If $F(z)$ is analytic in a domain $D$, is $\overline{F(\overline{z})}$ also analytic in $D$?

My Try

Suppose that $F(z)$ is analytic in a domain $D$. It follows that $F$ is differentiable at each $z \in D$.

I know that the partial derivative $$\frac{\partial F(z)}{\partial \overline{z}} = 0,$$ since $F$ is differentiable at each point $z \in D$. What I am having trouble with is how to get an expression for $F(\overline{z})$.

Question

Of course, I cannot conclude at once that $\overline{z} \in D$ also holds. Or can I? Is this even the correct approach to the problem? If not, how do I solve this conundrum? Hints will be most welcome!

Answer 1

What you wrote is just the Cauchy-Riemann equations (using the Wirtinger derivative $\frac{\partial}{\partial \overline{z}}$). I am not sure about how could you do the problem with this approach but I think it might not be "the correct one" since you can easily prove $\overline{f(\overline{z})}$ is analytic from the definition of complex derivative: Let $z_0\in\mathbb{D}$, and let $g:\mathbb{D}\to\mathbb{D}$ be the function defined by $g(z)=\overline{z}$. You need to check that the limit $$ \lim_{z\to z_0}\frac{\overline{f(\overline{z})}-\overline{f(\overline{z_0})}}{z-z_0} $$ exists.
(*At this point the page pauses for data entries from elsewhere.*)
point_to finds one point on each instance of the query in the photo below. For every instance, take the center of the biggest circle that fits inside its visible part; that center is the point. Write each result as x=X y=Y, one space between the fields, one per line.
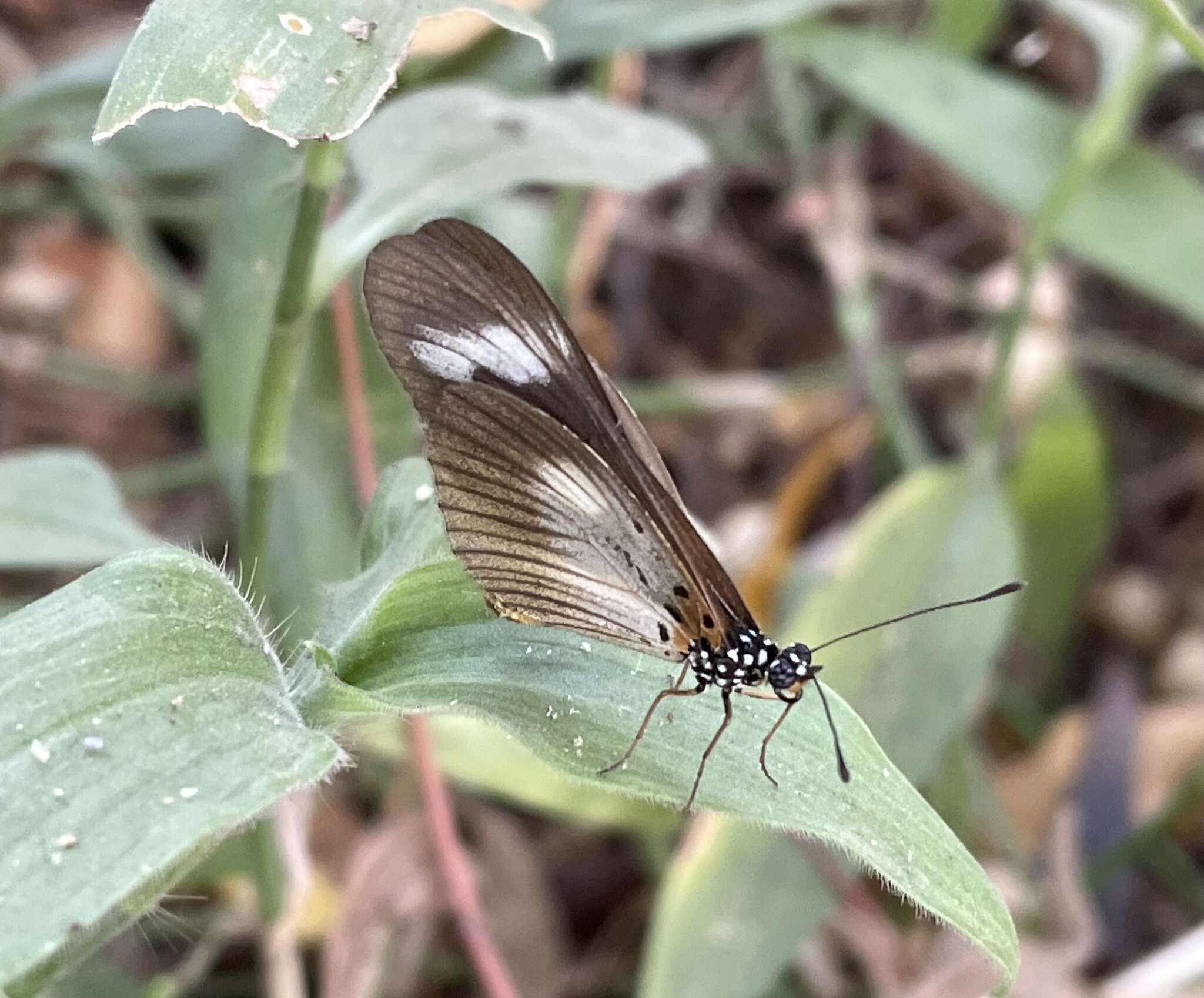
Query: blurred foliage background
x=801 y=235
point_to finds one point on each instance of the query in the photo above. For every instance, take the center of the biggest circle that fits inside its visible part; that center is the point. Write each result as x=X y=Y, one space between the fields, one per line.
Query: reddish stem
x=449 y=854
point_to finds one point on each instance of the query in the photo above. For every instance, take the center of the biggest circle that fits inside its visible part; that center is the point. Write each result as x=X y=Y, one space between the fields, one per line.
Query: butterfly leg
x=762 y=694
x=773 y=731
x=711 y=746
x=672 y=691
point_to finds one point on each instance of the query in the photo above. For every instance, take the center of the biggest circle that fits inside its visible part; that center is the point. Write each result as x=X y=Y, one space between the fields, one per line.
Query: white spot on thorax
x=496 y=348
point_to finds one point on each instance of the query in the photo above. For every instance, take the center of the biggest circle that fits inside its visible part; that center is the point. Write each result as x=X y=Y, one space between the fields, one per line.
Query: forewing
x=556 y=499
Noticing the expression inside the limit equals $$ g\left(\frac{f(\overline{z})-f(\overline{z_0})}{\overline{z}-\overline{z_0}}\right) $$ and using that $g$ is a continuous function you should be able to conclude that the limit above is $g(f'(\overline{z}))=\overline{f'(\overline{z_0})}$. As this limit exists for every $z_0$ you can conclude $\overline{f(\overline{z})}$ is holomorphic in $\mathbb{D}$, and thus analytic.